By Sherrin Fitzer
There are many things about working in a women’s prison that bring me joy.
There are also things that hurt my heart. My heart hurts when they miss their children. My heart hurts when they lose a loved one. My heart hurts when I see one of them return.
There is something else that hurts my heart that is not quite as obvious. Over my many years in The Department of Corrections I cannot count the number of women who have sat in my office and said: “I can’t stand these women.” “Women in prison never stick together like the men do.” “I never had any women friends on the outside.” “I hate women.”
This hurts me deeply.
What does it mean to be a woman who says “I hate women?” What does it say about how they feel about themselves, their mothers, their daughters?
This attitude is not exclusive to prison. It is a reflection of the society we live in. Despite the improvement and strides women have made, we do still live in a patriarchy. We are bombarded with images daily that tell us we are not good enough, that suggest we must compete with each other for men, jobs and that our physical appearance is what counts the most.
And this can lead to what Juliette Fretté describes in her article Why Women are Mean to Other Women:
“So when an attractive woman strolls around your workplace, if she is prettier in your eyes than you are—or in someone else’s eyes—she might inspire your jealousy. And if you’re that kind of woman, even if only for the day, you might treat her differently. She might as well be parading a better resume in front of you. Look at me; I can get a better man, a better job, a better wardrobe…a better life.”
Throughout history women have been pitted against each other as rivals. Women have adversarial relationships with other women. Daughters are rivals with mothers. Sisters are rivals with sisters.

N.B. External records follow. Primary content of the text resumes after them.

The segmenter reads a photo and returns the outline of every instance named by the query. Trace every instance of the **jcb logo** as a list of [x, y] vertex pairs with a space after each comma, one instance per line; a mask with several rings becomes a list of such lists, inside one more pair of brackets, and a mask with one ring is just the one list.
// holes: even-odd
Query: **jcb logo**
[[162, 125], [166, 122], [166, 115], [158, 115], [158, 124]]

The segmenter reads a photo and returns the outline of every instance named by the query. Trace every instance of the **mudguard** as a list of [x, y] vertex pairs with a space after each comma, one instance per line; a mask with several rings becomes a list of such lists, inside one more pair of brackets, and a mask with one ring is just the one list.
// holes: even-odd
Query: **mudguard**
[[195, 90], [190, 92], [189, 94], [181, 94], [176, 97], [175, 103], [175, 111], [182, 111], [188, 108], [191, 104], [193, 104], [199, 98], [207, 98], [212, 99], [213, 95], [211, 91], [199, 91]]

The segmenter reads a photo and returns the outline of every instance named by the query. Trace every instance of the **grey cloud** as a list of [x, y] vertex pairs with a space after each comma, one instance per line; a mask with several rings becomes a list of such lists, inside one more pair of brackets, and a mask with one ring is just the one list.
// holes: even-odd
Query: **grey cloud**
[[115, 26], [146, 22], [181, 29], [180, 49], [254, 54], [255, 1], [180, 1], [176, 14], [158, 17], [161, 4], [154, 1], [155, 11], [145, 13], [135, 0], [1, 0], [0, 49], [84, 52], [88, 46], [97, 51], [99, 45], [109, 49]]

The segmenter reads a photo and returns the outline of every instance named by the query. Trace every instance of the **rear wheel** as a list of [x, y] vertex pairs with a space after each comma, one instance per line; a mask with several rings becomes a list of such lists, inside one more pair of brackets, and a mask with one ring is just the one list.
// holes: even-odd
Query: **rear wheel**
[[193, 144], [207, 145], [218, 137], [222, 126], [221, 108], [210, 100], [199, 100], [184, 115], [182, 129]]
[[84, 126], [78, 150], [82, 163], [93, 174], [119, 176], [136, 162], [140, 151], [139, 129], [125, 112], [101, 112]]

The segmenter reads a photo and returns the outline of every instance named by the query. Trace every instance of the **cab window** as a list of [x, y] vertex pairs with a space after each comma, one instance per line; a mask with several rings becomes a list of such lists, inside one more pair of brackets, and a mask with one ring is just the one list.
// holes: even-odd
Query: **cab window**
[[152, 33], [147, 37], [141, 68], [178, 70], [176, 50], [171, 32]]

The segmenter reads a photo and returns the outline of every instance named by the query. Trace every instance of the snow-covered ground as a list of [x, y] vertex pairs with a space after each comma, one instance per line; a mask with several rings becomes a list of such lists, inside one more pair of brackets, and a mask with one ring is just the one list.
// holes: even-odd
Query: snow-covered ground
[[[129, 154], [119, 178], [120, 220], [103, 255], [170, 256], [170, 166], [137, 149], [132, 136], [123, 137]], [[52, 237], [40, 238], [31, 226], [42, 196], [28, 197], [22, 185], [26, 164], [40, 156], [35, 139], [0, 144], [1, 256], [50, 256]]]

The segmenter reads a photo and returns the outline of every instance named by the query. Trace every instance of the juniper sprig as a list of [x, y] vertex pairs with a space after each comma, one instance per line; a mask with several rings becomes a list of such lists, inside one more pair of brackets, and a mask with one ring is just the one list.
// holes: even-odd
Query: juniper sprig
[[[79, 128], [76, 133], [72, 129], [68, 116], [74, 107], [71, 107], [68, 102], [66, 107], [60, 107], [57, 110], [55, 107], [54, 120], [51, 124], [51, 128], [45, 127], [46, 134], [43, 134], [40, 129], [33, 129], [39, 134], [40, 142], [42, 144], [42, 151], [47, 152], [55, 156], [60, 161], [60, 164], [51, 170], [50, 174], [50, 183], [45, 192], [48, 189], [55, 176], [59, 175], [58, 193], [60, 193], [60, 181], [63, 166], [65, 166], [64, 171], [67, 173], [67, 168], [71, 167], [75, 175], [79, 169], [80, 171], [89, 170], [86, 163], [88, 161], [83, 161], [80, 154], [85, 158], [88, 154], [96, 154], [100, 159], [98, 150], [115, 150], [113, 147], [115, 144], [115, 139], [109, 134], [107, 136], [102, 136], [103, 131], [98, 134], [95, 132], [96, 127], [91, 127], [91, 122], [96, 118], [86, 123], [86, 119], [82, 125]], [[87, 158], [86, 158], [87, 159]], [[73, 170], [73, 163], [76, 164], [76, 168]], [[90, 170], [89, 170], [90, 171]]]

Friends are rivals with friends. Older women with younger women. Women compete with each other in the work place. Girls bully one another in school and social media.

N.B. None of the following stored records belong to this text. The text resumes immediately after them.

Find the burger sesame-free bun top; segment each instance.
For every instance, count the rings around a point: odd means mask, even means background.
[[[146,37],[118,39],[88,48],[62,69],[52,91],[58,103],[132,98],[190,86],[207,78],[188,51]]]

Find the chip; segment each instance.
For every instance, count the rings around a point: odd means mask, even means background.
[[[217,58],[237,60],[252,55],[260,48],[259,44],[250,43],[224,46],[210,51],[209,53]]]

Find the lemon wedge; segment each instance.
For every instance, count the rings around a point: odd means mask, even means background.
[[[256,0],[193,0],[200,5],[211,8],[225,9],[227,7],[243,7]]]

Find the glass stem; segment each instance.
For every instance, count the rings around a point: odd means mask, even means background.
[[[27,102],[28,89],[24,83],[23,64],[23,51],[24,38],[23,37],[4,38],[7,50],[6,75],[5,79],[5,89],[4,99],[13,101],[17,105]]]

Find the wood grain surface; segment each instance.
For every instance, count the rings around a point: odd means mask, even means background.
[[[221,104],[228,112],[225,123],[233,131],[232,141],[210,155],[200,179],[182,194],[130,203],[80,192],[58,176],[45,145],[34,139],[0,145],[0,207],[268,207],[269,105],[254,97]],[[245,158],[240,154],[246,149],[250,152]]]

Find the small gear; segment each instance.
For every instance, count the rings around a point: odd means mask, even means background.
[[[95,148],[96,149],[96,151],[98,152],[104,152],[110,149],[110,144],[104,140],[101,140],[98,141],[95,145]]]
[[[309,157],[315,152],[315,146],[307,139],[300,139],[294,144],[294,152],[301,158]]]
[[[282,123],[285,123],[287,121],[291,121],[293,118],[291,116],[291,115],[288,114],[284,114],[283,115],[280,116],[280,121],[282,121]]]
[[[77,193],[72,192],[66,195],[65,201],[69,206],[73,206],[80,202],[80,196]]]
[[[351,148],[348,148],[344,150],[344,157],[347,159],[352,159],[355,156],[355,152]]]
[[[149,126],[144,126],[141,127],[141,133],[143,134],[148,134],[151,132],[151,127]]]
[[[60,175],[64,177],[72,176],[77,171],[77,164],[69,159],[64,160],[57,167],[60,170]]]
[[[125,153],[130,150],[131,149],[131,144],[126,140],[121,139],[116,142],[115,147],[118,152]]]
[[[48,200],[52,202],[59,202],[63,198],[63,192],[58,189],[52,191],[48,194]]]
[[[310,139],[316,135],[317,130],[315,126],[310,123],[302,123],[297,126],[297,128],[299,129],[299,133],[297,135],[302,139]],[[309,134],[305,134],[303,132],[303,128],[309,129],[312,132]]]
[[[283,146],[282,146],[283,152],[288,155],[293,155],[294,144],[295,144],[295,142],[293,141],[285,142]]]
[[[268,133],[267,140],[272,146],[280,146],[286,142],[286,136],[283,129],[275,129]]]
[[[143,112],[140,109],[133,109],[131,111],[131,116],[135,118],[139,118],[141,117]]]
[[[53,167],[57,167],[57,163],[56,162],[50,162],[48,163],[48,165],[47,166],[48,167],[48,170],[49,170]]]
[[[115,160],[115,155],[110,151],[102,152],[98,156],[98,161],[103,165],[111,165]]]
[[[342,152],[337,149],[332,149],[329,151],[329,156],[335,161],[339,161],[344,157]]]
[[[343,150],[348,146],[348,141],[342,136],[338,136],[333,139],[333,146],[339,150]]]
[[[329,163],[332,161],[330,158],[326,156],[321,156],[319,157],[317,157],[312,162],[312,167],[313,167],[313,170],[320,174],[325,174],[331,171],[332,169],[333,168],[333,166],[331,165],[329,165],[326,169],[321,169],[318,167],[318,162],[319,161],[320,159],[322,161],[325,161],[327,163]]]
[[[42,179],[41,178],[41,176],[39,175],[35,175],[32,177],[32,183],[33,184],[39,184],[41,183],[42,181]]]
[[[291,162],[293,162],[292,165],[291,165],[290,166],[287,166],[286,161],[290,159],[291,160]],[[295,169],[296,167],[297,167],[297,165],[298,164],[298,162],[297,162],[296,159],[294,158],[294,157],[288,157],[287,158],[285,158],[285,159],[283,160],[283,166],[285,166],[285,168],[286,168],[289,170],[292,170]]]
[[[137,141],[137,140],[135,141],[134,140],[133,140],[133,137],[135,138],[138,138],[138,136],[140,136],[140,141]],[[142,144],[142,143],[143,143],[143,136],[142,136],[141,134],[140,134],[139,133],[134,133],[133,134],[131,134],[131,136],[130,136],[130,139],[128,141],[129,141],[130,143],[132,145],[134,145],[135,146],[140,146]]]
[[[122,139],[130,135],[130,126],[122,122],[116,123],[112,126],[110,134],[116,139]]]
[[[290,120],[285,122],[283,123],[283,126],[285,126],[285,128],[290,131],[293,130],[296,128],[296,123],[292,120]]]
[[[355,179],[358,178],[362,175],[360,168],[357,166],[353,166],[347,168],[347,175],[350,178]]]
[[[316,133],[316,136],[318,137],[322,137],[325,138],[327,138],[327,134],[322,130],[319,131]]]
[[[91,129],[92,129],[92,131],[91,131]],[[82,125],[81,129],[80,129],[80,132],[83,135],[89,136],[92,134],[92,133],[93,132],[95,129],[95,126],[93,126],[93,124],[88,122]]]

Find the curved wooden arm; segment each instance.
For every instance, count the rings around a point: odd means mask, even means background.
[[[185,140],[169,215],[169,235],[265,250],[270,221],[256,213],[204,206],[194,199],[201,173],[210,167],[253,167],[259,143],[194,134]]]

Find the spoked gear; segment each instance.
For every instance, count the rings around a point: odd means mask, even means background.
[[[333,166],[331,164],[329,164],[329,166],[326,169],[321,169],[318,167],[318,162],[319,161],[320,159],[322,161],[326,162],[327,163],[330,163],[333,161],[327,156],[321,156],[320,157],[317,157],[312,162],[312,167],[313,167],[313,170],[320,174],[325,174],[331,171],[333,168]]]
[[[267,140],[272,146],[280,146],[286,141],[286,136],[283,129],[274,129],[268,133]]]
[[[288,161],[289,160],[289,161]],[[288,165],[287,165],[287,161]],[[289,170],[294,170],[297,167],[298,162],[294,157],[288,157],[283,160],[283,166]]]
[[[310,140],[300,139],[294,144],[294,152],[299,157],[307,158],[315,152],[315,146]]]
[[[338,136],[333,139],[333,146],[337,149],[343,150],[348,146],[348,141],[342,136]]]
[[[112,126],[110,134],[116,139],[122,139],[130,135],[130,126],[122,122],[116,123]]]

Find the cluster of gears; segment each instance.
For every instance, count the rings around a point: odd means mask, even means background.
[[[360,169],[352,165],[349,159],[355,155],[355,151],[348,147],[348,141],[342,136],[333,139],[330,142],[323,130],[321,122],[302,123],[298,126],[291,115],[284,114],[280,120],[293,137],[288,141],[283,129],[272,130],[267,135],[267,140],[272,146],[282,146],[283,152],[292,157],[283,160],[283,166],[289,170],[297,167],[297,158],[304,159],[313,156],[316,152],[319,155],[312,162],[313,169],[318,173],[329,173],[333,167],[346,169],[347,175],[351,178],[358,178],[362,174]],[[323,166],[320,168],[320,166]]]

Anyone remember the film Mean Girls? Or my personal favorite Heathers?
People sometimes say that this is just how women are and I know this is not true. I am a feminist and have wonderful women friends who believe in solidarity among women.
And I know I am not the only one. As long as women are fighting among themselves, we cannot fight against the barriers and obstacles that we as women still need to overcome.

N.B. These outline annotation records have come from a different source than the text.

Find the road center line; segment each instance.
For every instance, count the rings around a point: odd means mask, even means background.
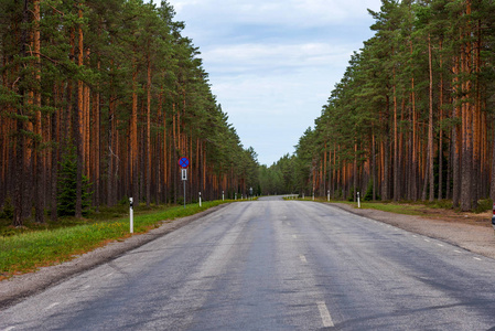
[[[332,317],[330,316],[329,308],[326,308],[325,301],[318,301],[318,310],[320,310],[320,316],[322,318],[323,327],[332,328],[334,327]]]

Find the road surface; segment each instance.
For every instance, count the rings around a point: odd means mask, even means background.
[[[495,260],[322,203],[228,205],[0,311],[0,330],[495,330]]]

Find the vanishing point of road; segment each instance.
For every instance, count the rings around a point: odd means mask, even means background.
[[[280,197],[233,203],[0,311],[0,330],[495,330],[495,260]]]

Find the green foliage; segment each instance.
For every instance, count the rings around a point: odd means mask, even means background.
[[[474,210],[476,214],[484,213],[486,211],[491,211],[493,209],[493,200],[492,199],[483,199],[477,201],[477,206]]]
[[[77,161],[74,153],[65,156],[64,161],[61,163],[61,171],[58,175],[57,186],[57,215],[58,216],[74,216],[76,213],[76,188],[77,188]],[[90,206],[93,192],[90,191],[92,184],[87,177],[83,175],[82,188],[82,209],[83,215],[88,213]]]
[[[170,222],[203,212],[222,204],[222,201],[204,202],[203,206],[187,205],[163,207],[159,211],[134,214],[134,233],[146,233]],[[68,220],[68,221],[67,221]],[[9,236],[0,236],[0,277],[10,277],[19,273],[33,271],[41,266],[73,259],[75,255],[89,252],[108,241],[123,239],[129,236],[129,218],[78,221],[67,218],[63,226],[49,224],[25,232],[10,228]],[[62,221],[64,222],[64,221]],[[3,231],[3,228],[2,228]],[[7,233],[7,232],[4,232]]]

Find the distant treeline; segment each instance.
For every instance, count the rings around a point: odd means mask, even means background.
[[[279,192],[372,200],[495,197],[495,2],[383,0],[293,156]]]
[[[176,203],[257,185],[174,10],[142,0],[0,0],[0,211]],[[67,178],[68,177],[68,178]],[[86,202],[85,202],[86,201]]]

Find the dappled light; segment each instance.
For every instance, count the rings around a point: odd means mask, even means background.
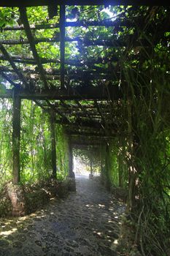
[[[170,255],[158,2],[0,1],[0,256]]]

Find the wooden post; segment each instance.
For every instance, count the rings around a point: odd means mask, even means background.
[[[65,69],[65,19],[66,7],[60,6],[60,39],[61,39],[61,87],[64,89],[64,69]]]
[[[51,132],[51,162],[53,169],[53,178],[55,178],[57,175],[56,167],[56,147],[55,147],[55,114],[50,113],[50,132]]]
[[[90,176],[92,177],[92,176],[93,176],[93,164],[92,164],[92,158],[91,157],[90,159]]]
[[[13,183],[15,184],[20,182],[20,98],[18,95],[15,95],[12,116],[12,169]]]
[[[69,138],[69,176],[70,178],[75,178],[74,173],[73,172],[73,148],[71,138]]]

The saying “A house divided cannot stand” comes to mind as well as the strategy of divide and conquer.
That is what is happening when women women fight against each other and see each other as enemies rather than sisters.
A friend of mine reminded me that during the Holocaust it was those who shared who had a better chance of survival, not those who hoarded the crumbs. Instead of fighting over the crumbs the patriarchy leaves us we must fight for what is rightfully ours.
What I have told the women in prison is that they are tearing each other down instead of building each other up. That they are focusing on differences instead of similarities. I remind them that they have all made mistakes. That they are all in prison. They all miss their loved ones and want to get out. They all want different lives for themselves.
They have the same hopes and fears.
If we can remember what the Dalai Lama says—that every human being wants happiness and does not want suffering—then perhaps we can work together toward that happiness.